Penemuan Mesin cetak



Penemuan Kertas


Tanda-tanda perkembangan media cetak adalah melek huruf (kemampuan untuk bacatulis). Memang melek huruf adalah kondisi yang dipunyai oleh kaum elite. Bahasa yang berkembang pun hanya beberapa bahasa pokok, bahasa latin – misalnya. Perkembangan pendidikan pada abad 14 juga mendorong perkembangan orang yang melek huruf. Perkembangan sosial pun mendorong kemampuan baca tulis orang kebanyakan, sehingga perkembangan dramatis media cetak pun semakin luas. 

Berikut


1. Surat Kabar 

Surat kabar merupakan media massa yang paling tua dibandingkan dengan jenis media massa lainnya. Diketahui bahwa sejak zaman prasejarah, tepatnya tahun 59 Sebelum Masehi, bentuk paling sederhana dari surat kabar telah ada di Roma saat di bawah kekuasaan Julius Caesar. Bentuknya hanya berupa lembar harian dan isinya pun masih sebatas pemberitahuan penting dari kerajaan. Lembaran tersebut dinamai Acta Diurna (berasal dari bahasa Yunani, dalam bahasa Indonesia berarti catatan harian). 

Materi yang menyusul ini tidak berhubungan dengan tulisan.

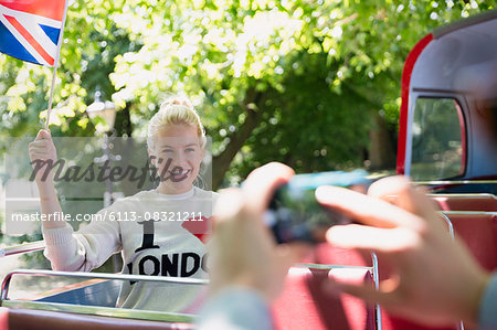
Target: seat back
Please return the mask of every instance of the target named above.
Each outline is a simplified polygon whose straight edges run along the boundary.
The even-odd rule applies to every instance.
[[[363,300],[327,292],[322,284],[328,278],[372,285],[372,275],[364,267],[316,265],[292,267],[282,295],[272,306],[276,329],[345,329],[368,330],[374,327],[374,307]]]

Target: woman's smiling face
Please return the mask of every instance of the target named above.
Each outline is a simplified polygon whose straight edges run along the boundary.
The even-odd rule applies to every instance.
[[[204,150],[194,125],[166,125],[149,150],[160,177],[159,192],[178,194],[189,191],[199,174]]]

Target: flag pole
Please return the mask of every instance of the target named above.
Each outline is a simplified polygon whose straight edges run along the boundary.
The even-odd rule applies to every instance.
[[[52,102],[53,102],[53,92],[55,89],[55,81],[57,75],[57,67],[59,67],[59,57],[61,56],[61,47],[62,47],[62,38],[64,34],[64,25],[65,25],[65,18],[67,17],[67,0],[65,0],[64,3],[64,17],[62,18],[62,26],[61,26],[61,34],[59,34],[59,42],[57,42],[57,53],[55,54],[54,63],[53,63],[53,74],[52,74],[52,86],[50,88],[50,98],[49,98],[49,110],[46,113],[46,119],[45,119],[45,129],[49,129],[50,125],[50,115],[52,113]]]

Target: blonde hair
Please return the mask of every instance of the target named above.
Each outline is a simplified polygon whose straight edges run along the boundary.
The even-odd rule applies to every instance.
[[[148,123],[147,146],[150,150],[154,149],[155,137],[157,137],[159,130],[171,124],[195,126],[200,147],[205,146],[205,130],[193,105],[186,97],[172,96],[160,105],[159,111]]]

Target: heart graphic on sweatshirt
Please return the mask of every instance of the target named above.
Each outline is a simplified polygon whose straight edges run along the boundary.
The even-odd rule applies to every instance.
[[[212,235],[212,216],[187,219],[181,226],[205,244]]]

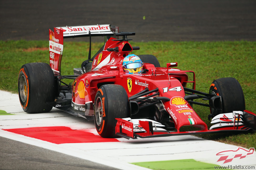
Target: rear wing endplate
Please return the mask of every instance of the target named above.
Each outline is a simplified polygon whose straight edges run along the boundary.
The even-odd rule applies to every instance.
[[[50,65],[54,74],[61,75],[64,38],[90,37],[90,59],[91,36],[111,36],[118,32],[118,27],[110,24],[55,27],[53,31],[49,29]]]

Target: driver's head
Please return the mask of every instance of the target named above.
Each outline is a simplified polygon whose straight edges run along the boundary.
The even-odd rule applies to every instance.
[[[134,54],[129,54],[123,60],[123,68],[129,74],[138,74],[142,69],[143,64],[139,57]]]

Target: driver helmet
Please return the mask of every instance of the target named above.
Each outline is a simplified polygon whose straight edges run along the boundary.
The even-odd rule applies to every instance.
[[[134,54],[129,54],[124,57],[122,64],[124,71],[129,74],[139,74],[143,65],[140,58]]]

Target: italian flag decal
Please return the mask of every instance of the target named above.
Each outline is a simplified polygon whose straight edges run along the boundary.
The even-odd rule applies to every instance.
[[[189,118],[188,119],[190,124],[195,124],[196,123],[196,120],[194,118]]]

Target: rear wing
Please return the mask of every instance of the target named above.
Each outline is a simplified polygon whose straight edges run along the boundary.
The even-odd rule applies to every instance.
[[[118,27],[110,24],[55,27],[49,29],[50,65],[55,74],[60,75],[60,66],[63,52],[63,38],[90,37],[111,36],[118,32]],[[90,49],[89,53],[90,57]]]

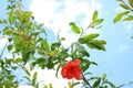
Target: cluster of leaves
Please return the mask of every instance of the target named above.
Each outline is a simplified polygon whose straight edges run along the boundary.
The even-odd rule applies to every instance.
[[[116,14],[116,16],[114,18],[114,23],[119,22],[120,20],[123,19],[123,16],[125,16],[123,19],[123,21],[133,21],[133,0],[127,0],[127,2],[125,2],[124,0],[117,0],[120,2],[120,7],[122,9],[124,9],[123,12],[120,12],[119,14]]]
[[[89,59],[90,54],[88,48],[105,51],[106,42],[99,40],[99,33],[88,34],[89,29],[100,29],[103,19],[99,19],[99,12],[94,11],[92,22],[86,29],[82,29],[74,22],[70,22],[70,26],[73,33],[79,35],[76,42],[72,43],[70,47],[64,47],[62,41],[64,37],[58,37],[57,42],[49,43],[47,38],[47,32],[43,24],[37,23],[32,16],[32,12],[23,11],[21,8],[21,0],[9,0],[10,4],[7,8],[8,19],[0,20],[0,24],[4,28],[1,34],[8,36],[9,44],[8,51],[12,54],[12,58],[0,58],[0,87],[3,88],[18,88],[19,80],[16,80],[17,68],[21,68],[25,72],[24,79],[29,82],[28,85],[39,88],[39,81],[37,81],[38,73],[31,76],[30,70],[25,68],[25,64],[29,64],[31,70],[34,67],[54,69],[58,66],[58,72],[62,65],[66,63],[66,57],[72,57],[72,61],[80,58],[81,68],[83,70],[83,84],[84,86],[93,86],[93,88],[101,87],[106,88],[108,85],[114,87],[106,80],[106,75],[103,77],[90,77],[86,79],[84,74],[88,72],[90,65],[98,65],[95,62]],[[94,80],[93,84],[89,84],[90,80]],[[44,85],[47,88],[47,85]],[[52,88],[51,84],[49,88]]]

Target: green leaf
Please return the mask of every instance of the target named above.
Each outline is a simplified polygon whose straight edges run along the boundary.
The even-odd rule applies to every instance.
[[[129,0],[129,3],[133,8],[133,0]]]
[[[124,11],[124,12],[121,12],[119,14],[116,14],[116,16],[114,18],[113,22],[116,23],[119,22],[124,15],[129,14],[130,11]]]
[[[122,2],[123,0],[116,0],[116,1]]]
[[[116,88],[111,81],[104,81],[103,84],[108,84],[111,86],[111,88]]]
[[[125,9],[125,10],[129,10],[130,7],[129,6],[125,6],[125,4],[120,4],[121,8]]]
[[[125,18],[123,21],[133,21],[133,15],[129,15],[129,16]]]
[[[81,33],[79,26],[74,22],[71,22],[70,25],[74,33],[78,33],[78,34]]]
[[[32,84],[33,84],[33,86],[35,86],[35,82],[37,82],[37,76],[38,76],[38,73],[35,72],[35,73],[33,74],[33,79],[32,79]]]
[[[106,74],[103,74],[102,78],[105,79],[106,78]]]
[[[98,78],[98,80],[93,84],[93,88],[99,88],[100,82],[101,78]]]
[[[90,56],[90,54],[86,52],[86,50],[82,46],[82,45],[80,45],[80,44],[76,44],[76,48],[78,48],[78,51],[80,52],[80,53],[82,53],[84,56]]]
[[[90,66],[90,61],[89,59],[82,59],[81,62],[81,68],[83,69],[83,72],[85,72]]]
[[[98,11],[94,11],[94,13],[93,13],[93,22],[96,21],[98,14],[99,14]]]
[[[41,47],[44,50],[44,51],[50,51],[49,48],[49,43],[47,42],[47,40],[41,40]]]
[[[53,43],[52,45],[51,45],[51,51],[54,51],[54,50],[59,50],[59,47],[60,47],[60,45],[61,45],[61,43],[59,43],[59,42],[57,42],[57,43]]]
[[[80,42],[81,44],[83,44],[83,43],[86,43],[86,42],[90,41],[90,40],[93,40],[93,38],[98,37],[98,36],[99,36],[98,33],[92,33],[92,34],[89,34],[89,35],[86,35],[86,36],[84,36],[84,37],[80,37],[80,38],[79,38],[79,42]]]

Tercatat oleh sejarah surat kabar dimulai sejak ditemukan mesincetak oleh Johann Gutternberg di Jerman pada tahun 1451. Meski sumber lain menyebutkan bahwa teknologi cetak telah ada di Cina sejak tahun 748. Adapun lembar berita pertama yang dicetak, terbit di Jerman pada tahun 1502 dengan istilah Zeitung. Berlanjut tahun 1513, Trewe Encountre hadir sebagai lembar berita pertama yang berbahasa Inggris. Namun keduanya belum terbit secara teratur. Barulah pada tahun 1609, prototipe pertama surat kabar di Eropa yang terbit secara rutin, diterbitkan di Bremen, Jerman. Pada tahun yang sama, surat kabar yang sangat sederhana terbit di Strasborg. Bentuk surat kabar yang sesungguhnya terbit pada tahun 1620 di Frankfurt, Berlin, Humberg, Vienna, Amsterdam, dan Antwerp (Hiebert, Ungurait, Bohn, 1975: 206). 


Di Eropa Surat Kabar terbit


Sedangkan di Inggris, surat kabar pertama yang masih sederhana terbit pada tahun 1621. Memasuki tahun 1665, hadir di Oxford surat kabar yang dianggap sebagai surat kabar yang benar karena terbit secara teratur yaitu Oxford Gazette. Beberapa bulan kemudian ketika pemerintahan pindah ke London, surat kabar tersebut berubah namanya menjadi London Gazette. Surat mabar tersebut menggunakan dua kolom untuk pertama kalinya. Sedangkan di Amerika, baru ada surat kabar pertama bagi warga utara, yaitu Publick Occurrences Both Foreign and Domestick pada tahun 1690 di Boston. 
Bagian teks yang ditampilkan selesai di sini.